Doing the 'Right Thing'
Sue, an operations manager, wrote: "I have an employee (direct report) who is on a final written warning for performance, and she's not cutting it. I meet with her weekly to coach her to succeed, and her performance is still not meeting standards. I'm troubled by the fact that I have known her for a long time, and am practically her friend (frankly, I am her friend). Any suggestions on how I should move forward"?
The HRmeister: "Sue, your situation is not all that uncommon. If you have been clear with her as to what's expected performance-wise, fairly and consistently used your company's disciplinary procedures, given her sufficient time to improve, and met with her regularly (particularly while she is on her final written warning), coaching her to succeed, then it appears you have done all that you can do - the rest is up to her.

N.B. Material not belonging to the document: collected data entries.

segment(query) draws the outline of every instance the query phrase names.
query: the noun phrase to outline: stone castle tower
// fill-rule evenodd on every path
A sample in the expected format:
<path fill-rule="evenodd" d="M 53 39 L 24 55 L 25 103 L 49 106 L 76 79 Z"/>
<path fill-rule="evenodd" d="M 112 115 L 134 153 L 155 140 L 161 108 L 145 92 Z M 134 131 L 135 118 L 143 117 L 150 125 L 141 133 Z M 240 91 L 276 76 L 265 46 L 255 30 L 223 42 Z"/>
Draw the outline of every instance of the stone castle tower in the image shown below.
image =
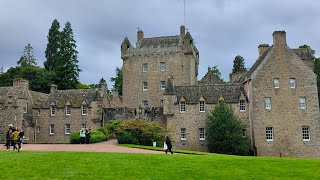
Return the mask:
<path fill-rule="evenodd" d="M 199 52 L 184 26 L 176 36 L 145 38 L 139 30 L 137 37 L 136 47 L 127 37 L 121 44 L 123 105 L 162 106 L 168 77 L 174 85 L 198 83 Z"/>

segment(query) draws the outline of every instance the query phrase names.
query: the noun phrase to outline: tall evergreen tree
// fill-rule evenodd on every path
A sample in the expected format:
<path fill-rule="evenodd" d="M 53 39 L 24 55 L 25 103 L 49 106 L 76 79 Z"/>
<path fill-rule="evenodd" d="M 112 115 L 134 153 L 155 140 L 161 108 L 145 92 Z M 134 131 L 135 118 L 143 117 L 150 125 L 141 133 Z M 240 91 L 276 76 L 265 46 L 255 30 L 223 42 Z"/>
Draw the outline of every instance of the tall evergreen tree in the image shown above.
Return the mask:
<path fill-rule="evenodd" d="M 111 82 L 114 82 L 112 90 L 118 90 L 122 95 L 122 68 L 116 68 L 116 77 L 111 77 Z"/>
<path fill-rule="evenodd" d="M 47 60 L 44 62 L 44 67 L 48 71 L 54 71 L 57 61 L 60 59 L 60 23 L 58 20 L 52 22 L 51 28 L 49 29 L 48 44 L 45 51 Z"/>
<path fill-rule="evenodd" d="M 219 102 L 206 119 L 206 139 L 210 152 L 247 155 L 249 139 L 243 136 L 243 125 L 229 104 Z"/>
<path fill-rule="evenodd" d="M 233 60 L 232 73 L 244 72 L 244 71 L 246 71 L 246 68 L 244 67 L 244 58 L 238 55 Z"/>
<path fill-rule="evenodd" d="M 67 22 L 60 34 L 60 59 L 56 64 L 57 85 L 60 89 L 73 89 L 79 84 L 79 61 L 77 45 L 71 23 Z"/>
<path fill-rule="evenodd" d="M 37 65 L 36 58 L 33 55 L 33 47 L 30 44 L 24 47 L 23 54 L 17 63 L 21 67 L 27 65 Z"/>

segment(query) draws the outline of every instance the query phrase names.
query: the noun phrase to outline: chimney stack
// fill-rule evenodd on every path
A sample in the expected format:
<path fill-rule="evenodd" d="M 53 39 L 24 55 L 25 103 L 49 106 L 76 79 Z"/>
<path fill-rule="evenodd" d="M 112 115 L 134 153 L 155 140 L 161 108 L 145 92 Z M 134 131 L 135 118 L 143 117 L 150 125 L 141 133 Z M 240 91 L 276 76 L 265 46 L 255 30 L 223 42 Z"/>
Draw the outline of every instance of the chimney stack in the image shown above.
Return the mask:
<path fill-rule="evenodd" d="M 51 84 L 50 86 L 50 94 L 54 93 L 54 91 L 58 90 L 58 86 L 55 84 Z"/>
<path fill-rule="evenodd" d="M 260 44 L 258 46 L 259 56 L 261 56 L 269 47 L 269 44 Z"/>
<path fill-rule="evenodd" d="M 144 35 L 143 35 L 143 31 L 141 29 L 139 29 L 137 36 L 138 36 L 138 41 L 141 41 L 143 39 Z"/>
<path fill-rule="evenodd" d="M 180 36 L 184 36 L 186 34 L 186 27 L 184 25 L 180 26 Z"/>
<path fill-rule="evenodd" d="M 286 32 L 285 31 L 274 31 L 273 32 L 273 46 L 275 47 L 286 47 Z"/>

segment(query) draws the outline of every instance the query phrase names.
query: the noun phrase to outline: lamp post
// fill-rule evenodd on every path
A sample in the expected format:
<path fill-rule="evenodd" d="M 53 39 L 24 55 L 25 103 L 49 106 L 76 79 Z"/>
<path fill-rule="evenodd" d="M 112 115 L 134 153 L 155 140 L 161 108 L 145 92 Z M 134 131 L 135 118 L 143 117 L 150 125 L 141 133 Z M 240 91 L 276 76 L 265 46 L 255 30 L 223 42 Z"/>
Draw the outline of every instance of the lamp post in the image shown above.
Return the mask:
<path fill-rule="evenodd" d="M 138 113 L 139 113 L 139 119 L 140 119 L 140 118 L 141 118 L 140 116 L 141 116 L 141 114 L 142 114 L 142 108 L 141 108 L 140 105 L 139 105 Z"/>

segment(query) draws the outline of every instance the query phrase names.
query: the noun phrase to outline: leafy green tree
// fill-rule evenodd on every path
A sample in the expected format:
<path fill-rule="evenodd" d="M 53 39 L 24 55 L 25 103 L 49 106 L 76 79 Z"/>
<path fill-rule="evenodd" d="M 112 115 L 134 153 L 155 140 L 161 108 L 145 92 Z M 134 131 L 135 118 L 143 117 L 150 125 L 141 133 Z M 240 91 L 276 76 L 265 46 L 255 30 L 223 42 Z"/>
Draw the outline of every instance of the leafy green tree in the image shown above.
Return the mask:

My experience with these cases is interesting. Sometimes, when the situation calls for you to move to termination, the employee may actually surprise you, and instead of asking how you could do this to her, will thank you for doing what they themselves believe needs to be done (be terminated). There could by many reasons why the employee is not performing satisfactorily. The bright side of a termination is that it may give the employee the 'push' they need to find another position more suitable to their skills and interests, or simply some much-needed time off to take care of a pressing personal issue.
Even if it does not turn out this way with your employee, at the end of the day, you can take comfort in knowing that you have done the 'right thing' for you, your employee, and your organization.